If Chee can be said to have an overriding preoccupation with public versus private identity, it’s partially attributable to his lifelong passion for comic book superheroes.
“I love the idea of alter egos,” Chee says, while giving a shout-out Toronto’s comic book store The Beguiled. When it came time in the essays to write about his struggles with an ideal self, he found that unfamiliar aspects of his personality would materialize in the work, as if Chee was using the essay form to excavate the patinated layers of his psyche.
“When you’re writing a personal essay, what starts to happen is you come into contact with ideas that you’ve clung to, and you reject them,” Chee says. “So writing the essays can be like a kind of death. It can be difficult to force yourself into a relationship with this new idea of yourself.”

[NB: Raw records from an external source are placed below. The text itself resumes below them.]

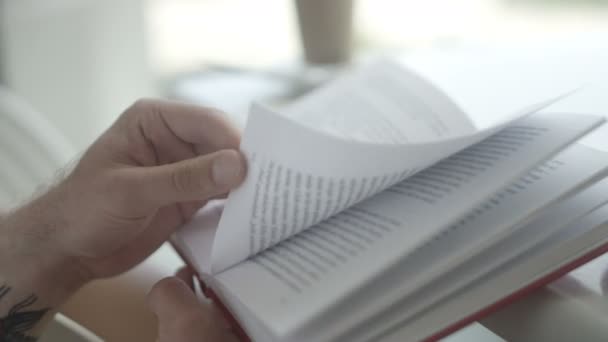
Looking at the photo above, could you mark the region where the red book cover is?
[173,239,608,342]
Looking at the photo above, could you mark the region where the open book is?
[173,62,608,342]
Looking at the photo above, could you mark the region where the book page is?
[211,104,544,273]
[282,61,475,143]
[217,114,602,333]
[302,145,608,341]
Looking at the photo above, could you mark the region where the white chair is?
[0,86,101,342]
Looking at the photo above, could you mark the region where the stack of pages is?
[173,61,608,342]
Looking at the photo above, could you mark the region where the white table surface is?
[169,32,608,342]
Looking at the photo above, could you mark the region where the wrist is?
[0,189,90,307]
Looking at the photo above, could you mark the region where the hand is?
[148,269,238,342]
[0,100,245,294]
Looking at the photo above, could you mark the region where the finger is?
[175,266,194,290]
[148,277,221,342]
[130,99,240,150]
[130,150,246,207]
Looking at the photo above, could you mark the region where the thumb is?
[147,277,225,342]
[138,150,246,205]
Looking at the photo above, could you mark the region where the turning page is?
[217,114,602,335]
[211,106,536,273]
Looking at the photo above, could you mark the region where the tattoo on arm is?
[0,285,49,342]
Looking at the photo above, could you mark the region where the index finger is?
[137,99,240,153]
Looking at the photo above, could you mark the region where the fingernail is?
[211,151,244,187]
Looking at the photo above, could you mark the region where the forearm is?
[0,190,86,341]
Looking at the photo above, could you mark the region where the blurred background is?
[0,0,608,341]
[0,0,608,149]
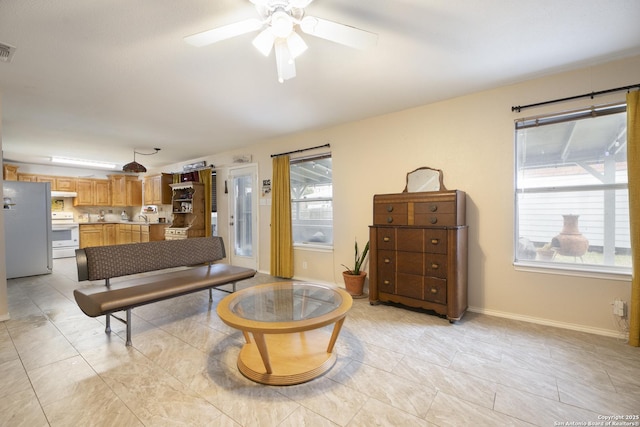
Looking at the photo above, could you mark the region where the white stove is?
[51,211,80,258]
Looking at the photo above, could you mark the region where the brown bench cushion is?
[78,236,226,280]
[73,264,256,317]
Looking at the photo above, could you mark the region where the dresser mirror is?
[403,167,446,193]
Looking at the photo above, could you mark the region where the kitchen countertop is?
[78,221,171,225]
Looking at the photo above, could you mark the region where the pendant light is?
[122,148,160,173]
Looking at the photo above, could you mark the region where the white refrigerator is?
[2,181,53,279]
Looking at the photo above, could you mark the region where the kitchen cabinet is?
[102,224,117,245]
[2,164,18,181]
[73,178,111,206]
[116,224,131,245]
[116,224,167,244]
[143,173,173,205]
[18,172,38,182]
[53,176,76,191]
[369,190,468,322]
[109,175,142,206]
[80,224,104,249]
[80,223,117,248]
[18,173,76,191]
[36,175,56,190]
[165,182,209,240]
[109,175,127,206]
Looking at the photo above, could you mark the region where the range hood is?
[51,191,78,197]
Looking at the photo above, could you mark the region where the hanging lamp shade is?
[122,148,160,173]
[122,160,147,173]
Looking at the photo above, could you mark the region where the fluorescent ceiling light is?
[51,157,116,169]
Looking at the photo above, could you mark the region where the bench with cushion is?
[73,236,256,345]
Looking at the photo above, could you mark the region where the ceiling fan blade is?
[300,16,378,49]
[251,27,276,56]
[274,39,296,83]
[184,18,264,47]
[289,0,313,9]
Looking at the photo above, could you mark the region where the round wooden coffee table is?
[217,282,353,385]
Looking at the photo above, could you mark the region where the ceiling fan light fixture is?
[287,31,308,59]
[271,10,293,39]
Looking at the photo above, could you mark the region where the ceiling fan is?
[185,0,378,83]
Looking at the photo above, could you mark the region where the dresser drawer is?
[396,252,424,275]
[424,253,447,279]
[396,227,424,252]
[376,231,397,251]
[396,273,424,300]
[423,277,447,304]
[378,272,396,294]
[378,251,396,271]
[373,202,408,225]
[424,229,447,254]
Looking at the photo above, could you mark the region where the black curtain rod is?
[271,144,331,157]
[511,83,640,113]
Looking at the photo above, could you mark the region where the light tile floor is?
[0,259,640,427]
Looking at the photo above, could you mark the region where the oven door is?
[51,224,80,248]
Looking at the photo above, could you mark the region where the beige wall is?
[164,56,640,335]
[0,93,9,321]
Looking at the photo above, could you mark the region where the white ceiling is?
[0,0,640,171]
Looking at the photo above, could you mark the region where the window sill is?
[513,261,631,282]
[293,243,333,252]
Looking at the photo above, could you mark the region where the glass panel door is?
[229,165,258,268]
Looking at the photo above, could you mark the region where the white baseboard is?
[467,307,629,339]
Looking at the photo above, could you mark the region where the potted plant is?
[341,240,369,296]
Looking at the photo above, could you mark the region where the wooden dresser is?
[369,190,467,322]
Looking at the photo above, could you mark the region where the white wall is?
[162,56,640,335]
[0,93,9,321]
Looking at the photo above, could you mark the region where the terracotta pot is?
[342,271,367,297]
[551,215,589,257]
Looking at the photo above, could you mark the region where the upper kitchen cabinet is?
[2,164,18,181]
[17,173,76,191]
[109,175,142,206]
[53,176,76,191]
[73,178,111,206]
[143,173,173,205]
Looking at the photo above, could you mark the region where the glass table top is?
[229,282,343,322]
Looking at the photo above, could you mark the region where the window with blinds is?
[514,105,631,274]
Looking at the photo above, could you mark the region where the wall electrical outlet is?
[613,299,625,317]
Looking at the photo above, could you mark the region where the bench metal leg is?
[126,309,131,346]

In the essay “Girl,” Chee extends the idea of altered selves further when he passes as a woman while dressed in Halloween drag. Paying particular attention to his makeup, he finds that he revels in the power of his transformation. “I am proud for years of the way I looked real that night,” he writes. “But mostly I’m still too aware of how that night was the first night I felt comfortable with my face.”
Chee remarks that “Girl” was about the “uncanny experience of covering up your identifying features and suddenly being happy with yourself. A lot of us are the person we’ve agreed to be and you’re reluctant to do anything about it. That’s what makes masks and dressing up, exciting – you suddenly come into a relationship with some other self. There’s lots of ways in which gay culture plays with those different possibilities.”
Chee allows that, in the time of Trump, cultural progress had become a lot harder to achieve, particularly when institutional forces are trying to roll back gains made only a scant few years ago. But rather than decry the Great Regression of recent days, Chee prefers to think of it as a temporary aberration.
“It’s important to remember that Trump supporters represent a shrinking minority, trying to impose itself on a majority that doesn’t necessarily agree with Trump’s attitudes.” After all, Chee adds, “we went to a Six Flags theme park dressed in drag once and they wouldn’t let us in at first. But then all the people wanted their picture taken with us! Drag queens are superheroes, too.”